Teferi sadly lowered his head. “And if I am that weak? If I am that addled?”
Windgrace rose higher. “Then you will die here as ingloriously as you deserve.”
The panther-god soared higher and vanished through the upper reaches of the hollow mountain. Teferi watched the ceiling for several long minutes, then lowered his head. Muttering a curse, he threw his staff down with an angry clatter.
Teferi gracefully lowered himself into a cross-legged position. He saw something flicker near the corner of his eye, a ghostly afterimage that put him in mind of a gaunt, armored figure. The half-seen apparition made Teferi’s spine go cold, and he concentrated, bringing up fond memories of the Zhalfirin tide surging in to cover the broad, flat rocks of his private beach, the one that had been gifted to him by royal decree.
Teferi eyed his staff. The brass stick twitched. Teferi focused harder, willing the stick to rise, and it slowly floated up from the rocks and drifted over to his waiting hand.
The bal
d man smiled, savoring this small step forward. He laid the staff across his lap and took deep, measured breaths. There was still hope. As long as he was alive and aware, he could still make something good of the disasters that seemed to follow him like carrion birds.

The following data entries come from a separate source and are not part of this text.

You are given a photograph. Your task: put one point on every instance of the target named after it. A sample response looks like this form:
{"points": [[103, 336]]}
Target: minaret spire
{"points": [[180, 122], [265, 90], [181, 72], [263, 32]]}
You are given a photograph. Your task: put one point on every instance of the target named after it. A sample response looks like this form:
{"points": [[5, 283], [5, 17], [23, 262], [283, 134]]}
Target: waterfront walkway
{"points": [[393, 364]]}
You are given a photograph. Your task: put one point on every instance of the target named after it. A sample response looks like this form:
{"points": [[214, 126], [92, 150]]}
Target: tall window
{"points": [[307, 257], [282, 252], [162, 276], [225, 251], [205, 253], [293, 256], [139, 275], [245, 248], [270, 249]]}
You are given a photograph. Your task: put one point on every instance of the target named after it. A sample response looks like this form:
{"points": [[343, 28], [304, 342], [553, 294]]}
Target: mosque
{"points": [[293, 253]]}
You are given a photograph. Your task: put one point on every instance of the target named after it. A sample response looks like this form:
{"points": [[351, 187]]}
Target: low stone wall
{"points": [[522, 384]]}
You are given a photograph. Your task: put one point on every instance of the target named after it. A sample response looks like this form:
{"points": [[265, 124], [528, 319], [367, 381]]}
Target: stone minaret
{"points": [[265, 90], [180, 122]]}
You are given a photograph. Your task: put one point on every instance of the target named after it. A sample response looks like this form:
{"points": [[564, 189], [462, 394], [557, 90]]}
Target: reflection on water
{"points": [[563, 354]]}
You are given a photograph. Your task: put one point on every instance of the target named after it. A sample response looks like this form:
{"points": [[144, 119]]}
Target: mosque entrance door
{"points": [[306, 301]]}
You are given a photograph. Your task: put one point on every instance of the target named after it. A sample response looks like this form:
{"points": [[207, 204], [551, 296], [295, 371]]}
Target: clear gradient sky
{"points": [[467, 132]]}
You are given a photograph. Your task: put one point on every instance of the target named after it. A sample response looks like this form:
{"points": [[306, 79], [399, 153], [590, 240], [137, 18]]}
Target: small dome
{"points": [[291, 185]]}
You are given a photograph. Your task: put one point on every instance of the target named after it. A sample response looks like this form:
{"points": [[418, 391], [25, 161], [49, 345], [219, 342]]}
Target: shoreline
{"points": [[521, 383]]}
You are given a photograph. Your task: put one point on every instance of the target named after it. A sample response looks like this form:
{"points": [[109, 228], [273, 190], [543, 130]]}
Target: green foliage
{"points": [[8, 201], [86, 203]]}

Pushing aside the phantasmal image and the faint echoes of strange laughter, Teferi steepled his fingers in front of his face, closed his eyes, and began to chant.
* * *
—
The ambulator worked perfectly. Venser and Jodah completed their short hop across Urborg as smoothly and quickly as if Windgrace himself were ferrying them.

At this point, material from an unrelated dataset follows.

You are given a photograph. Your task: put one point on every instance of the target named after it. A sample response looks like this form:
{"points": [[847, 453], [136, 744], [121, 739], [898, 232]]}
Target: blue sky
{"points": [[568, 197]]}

They arrived a few yards from Jodah’s transport tunnel. As the machine powered down, its soft, high-pitched hum slowly faded. Steam rose from the ambulator’s metal skin and from the rig on Venser’s shoulders, but the equipment was only slightly warm to the touch.
Jodah blinked. “Impressive,” he said.
“Thank you.” Venser quickly checked the machine for signs of wear or loss of function. Once he was satisfied there was no damage, he nodded to Jodah, and the archmage leaped down to the flattened patch of marsh grass near the shimmering pool.

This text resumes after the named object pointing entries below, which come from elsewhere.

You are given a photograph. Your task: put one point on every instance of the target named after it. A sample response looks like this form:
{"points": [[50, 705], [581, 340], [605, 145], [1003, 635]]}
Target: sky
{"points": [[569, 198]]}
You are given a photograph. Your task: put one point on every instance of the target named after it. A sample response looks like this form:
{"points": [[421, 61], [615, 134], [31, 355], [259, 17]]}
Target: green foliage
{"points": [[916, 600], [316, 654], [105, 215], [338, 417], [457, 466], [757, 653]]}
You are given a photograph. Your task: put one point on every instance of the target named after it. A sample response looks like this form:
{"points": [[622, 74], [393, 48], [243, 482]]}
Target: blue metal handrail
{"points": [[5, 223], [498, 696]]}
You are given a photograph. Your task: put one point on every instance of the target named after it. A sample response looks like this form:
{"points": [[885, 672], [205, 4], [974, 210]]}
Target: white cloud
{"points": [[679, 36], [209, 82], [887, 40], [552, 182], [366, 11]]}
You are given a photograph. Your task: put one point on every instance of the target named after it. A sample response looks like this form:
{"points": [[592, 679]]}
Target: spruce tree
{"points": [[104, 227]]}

“To review,” Jodah said, “I’m going through the tunnel. When I emerge in Skyshroud, I click this gem on top of the beacon.” He held up the blinking box, displaying its top face to Venser. “Then I wait for you to materialize in the ambulator.”
Venser nodded. “It should take no more than a minute for the chair to find the signal. I’ll plot a course and come to you directly.”
“One minute,” Jodah said. “Maybe two. I’ll be waiting.” The archmage waved a jovial farewell, but his eyes were firm and serious. “Thank you for your help.”
Venser said, “Farewell, Archmage,” as he busied himself with the control rig. He glanced up and saw Jodah waiting. Venser simply nodded.
Jodah nodded back. He clutched the beacon box in both hands and stepped into the tunnel entrance.
Venser watched Jodah fade away on the other side of the liquid screen. He exhaled and slumped back into the ambulator’s chair, letting his head fall into his hand. He massaged the bridge of his nose between two long, callused fingers as he tried to organize his thoughts.